Video has been the future of communications since the song “Video Killed the Radio Star” was first recorded in 1977 (this is a video of the Buggles’ version from 1979, when nascent home video tape recorders were still called VTRs).
Much has changed since it was the first music video broadcast by MTV in 1981, starting with the fact that MTV hasn’t really played music videos for ages and radio not only didn’t die but was reborn as a thriving medium for talk (and, more broadly, audio in the form of podcasts are the new long-form medium).
More intriguingly, video isn’t really about video anymore. Just spend 15 seconds on TikTok.
Sharing killed the watching star.
What hasn’t changed, however, is the propensity of companies to make videos, complete with narration, soaring soundtracks and, gasp, often more than a minute of content.
Before you commit to making another one, there are at least three questions you should ask:
First, who wants to see it, and how do you even know? An endless array of breathless reports and surveys make the case for video, often citing how it dominates mobile traffic, or declare the self-fulfilling prophecy of other companies using it as reason to follow suit.
Little of it is true, and certainly not reliable enough to drive any meaningful business decisions.
Measurements of the time people spend watching videos are squishy, both because they can be based on survey data and usually provide no correlation to lasting awareness, let alone understanding and preference. You need to start with the assumption that nobody wakes up in the morning wishing there were more corporate videos in the world, and work from there. Challenge yourself to understand the experiential dynamic of video consumption, not just the aggregate numbers.

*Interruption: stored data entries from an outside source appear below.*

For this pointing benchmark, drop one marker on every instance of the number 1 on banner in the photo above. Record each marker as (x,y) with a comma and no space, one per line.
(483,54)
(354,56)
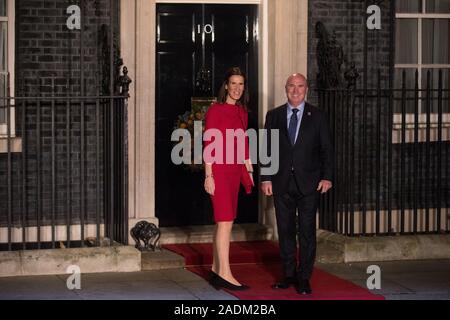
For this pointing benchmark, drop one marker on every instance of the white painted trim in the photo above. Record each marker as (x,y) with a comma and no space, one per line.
(90,230)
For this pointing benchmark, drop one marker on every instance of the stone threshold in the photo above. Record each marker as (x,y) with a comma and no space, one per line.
(57,261)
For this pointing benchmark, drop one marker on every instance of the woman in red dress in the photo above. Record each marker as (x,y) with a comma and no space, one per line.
(223,174)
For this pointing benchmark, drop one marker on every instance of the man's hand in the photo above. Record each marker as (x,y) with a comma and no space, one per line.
(324,186)
(266,188)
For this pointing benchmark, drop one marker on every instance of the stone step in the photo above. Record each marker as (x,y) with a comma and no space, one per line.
(328,254)
(204,234)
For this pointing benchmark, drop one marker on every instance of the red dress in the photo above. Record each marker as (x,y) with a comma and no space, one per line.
(227,174)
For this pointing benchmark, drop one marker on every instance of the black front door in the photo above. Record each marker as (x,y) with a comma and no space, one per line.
(192,38)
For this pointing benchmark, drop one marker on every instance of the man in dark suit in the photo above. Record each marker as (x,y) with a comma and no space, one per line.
(305,171)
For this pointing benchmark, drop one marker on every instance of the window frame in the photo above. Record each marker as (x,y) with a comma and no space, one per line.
(10,43)
(419,16)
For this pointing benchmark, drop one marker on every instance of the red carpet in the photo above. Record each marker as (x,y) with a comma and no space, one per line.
(257,265)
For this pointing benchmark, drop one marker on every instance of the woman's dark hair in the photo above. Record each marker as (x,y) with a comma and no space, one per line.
(222,97)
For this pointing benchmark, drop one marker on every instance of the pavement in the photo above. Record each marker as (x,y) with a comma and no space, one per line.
(400,280)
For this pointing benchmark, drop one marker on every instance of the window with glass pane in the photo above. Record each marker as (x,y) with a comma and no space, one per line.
(438,6)
(406,40)
(410,76)
(409,6)
(435,41)
(434,84)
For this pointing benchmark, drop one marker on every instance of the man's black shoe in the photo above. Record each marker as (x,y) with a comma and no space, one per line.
(304,287)
(285,283)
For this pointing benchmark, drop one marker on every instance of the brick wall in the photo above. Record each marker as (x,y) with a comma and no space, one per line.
(347,19)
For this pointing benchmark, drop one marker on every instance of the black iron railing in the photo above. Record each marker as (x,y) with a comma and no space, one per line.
(63,170)
(392,150)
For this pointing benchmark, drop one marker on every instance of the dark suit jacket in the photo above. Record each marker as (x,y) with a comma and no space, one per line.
(311,156)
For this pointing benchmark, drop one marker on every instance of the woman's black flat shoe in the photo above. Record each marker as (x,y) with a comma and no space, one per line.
(219,282)
(212,275)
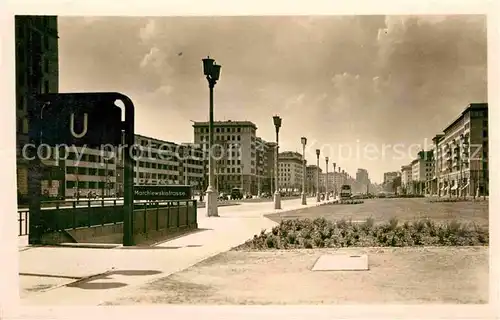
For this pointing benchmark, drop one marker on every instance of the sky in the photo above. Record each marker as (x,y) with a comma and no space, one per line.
(368,91)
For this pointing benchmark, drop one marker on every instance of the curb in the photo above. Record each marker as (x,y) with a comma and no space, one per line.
(89,245)
(76,280)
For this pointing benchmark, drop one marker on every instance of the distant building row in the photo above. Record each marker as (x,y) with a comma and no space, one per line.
(457,164)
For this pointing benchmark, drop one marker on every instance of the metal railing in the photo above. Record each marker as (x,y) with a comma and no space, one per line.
(72,214)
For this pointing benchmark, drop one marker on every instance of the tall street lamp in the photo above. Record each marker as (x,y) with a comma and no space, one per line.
(303,140)
(212,73)
(318,199)
(334,181)
(326,183)
(341,178)
(277,195)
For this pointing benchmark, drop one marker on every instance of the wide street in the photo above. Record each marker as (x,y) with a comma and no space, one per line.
(403,209)
(43,282)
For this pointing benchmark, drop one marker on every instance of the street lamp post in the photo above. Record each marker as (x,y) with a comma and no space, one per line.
(303,140)
(277,195)
(334,181)
(212,73)
(341,178)
(241,177)
(326,183)
(318,199)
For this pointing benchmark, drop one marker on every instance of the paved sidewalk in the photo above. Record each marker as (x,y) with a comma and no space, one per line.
(129,268)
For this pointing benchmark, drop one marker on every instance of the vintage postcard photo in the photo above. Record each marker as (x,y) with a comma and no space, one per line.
(252,160)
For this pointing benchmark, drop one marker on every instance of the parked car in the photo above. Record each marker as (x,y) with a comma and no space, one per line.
(265,195)
(223,196)
(236,194)
(345,191)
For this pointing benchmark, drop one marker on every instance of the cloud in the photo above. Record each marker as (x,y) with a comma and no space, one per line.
(335,78)
(148,31)
(154,58)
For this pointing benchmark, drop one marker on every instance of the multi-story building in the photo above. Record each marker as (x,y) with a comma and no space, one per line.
(164,162)
(37,72)
(362,181)
(312,172)
(462,154)
(270,155)
(389,176)
(90,171)
(421,172)
(290,171)
(322,181)
(407,179)
(235,153)
(437,167)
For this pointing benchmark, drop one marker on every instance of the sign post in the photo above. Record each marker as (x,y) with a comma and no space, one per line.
(87,120)
(158,193)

Second, what content and/or circumstances require it? What can be best communicated in video or, more to the point, only done so? Things that simply need to be seen to be believed come to mind; not so much how something exists, but proof that no written words could convey. A complement to this would be revealing things that people otherwise couldn’t see, such as wildly remote locations or, better yet, secret stuff.
The more practical use for video is to express human emotions…joy, fear, passion, and other personal qualities that just loose their oomph if they’re reduced to written quotes. We human beings tend to make judgements about credibility based on our perceptions on sincerity, and we use visual and audio cues to form our opinions. Imagine if your videos communicated aspects of your company, and its leadership, that couldn’t be communicated in any other way.
If I’m right, most scripted corporate videos are useless, irrespective of length and ingenuity.
Third, does your video have a purpose beyond being watched? Unless you’re producing a TV show or run the platform on which it’s shared, your company doesn’t make money showing videos: You want people to do something during or after watching them, ideally something that involves giving you money or at least moves them further down a defined path to buy from you (or endorse you, buy your stock, or join your team, etc.).
Accomplishing this requires much more than entertaining content, and it can’t get done by attaching a link “for more information” at the end. There has to be a broader, ongoing narrative, or story that you’re telling, whether via video alone or across your content media, that involves your stakeholders while giving them things they can do. Parse it on TikTok or whatever shorter duration platform comes next. Good luck figuring out consistency across inconsistent exposure, though.
Video didn’t kill the radio star but it can certainly kill a chunk of your communications budget, so you might as well maximize its utility. Ask better questions about your audience, your message, and your commitment before you start working on being hilarious or on-brand.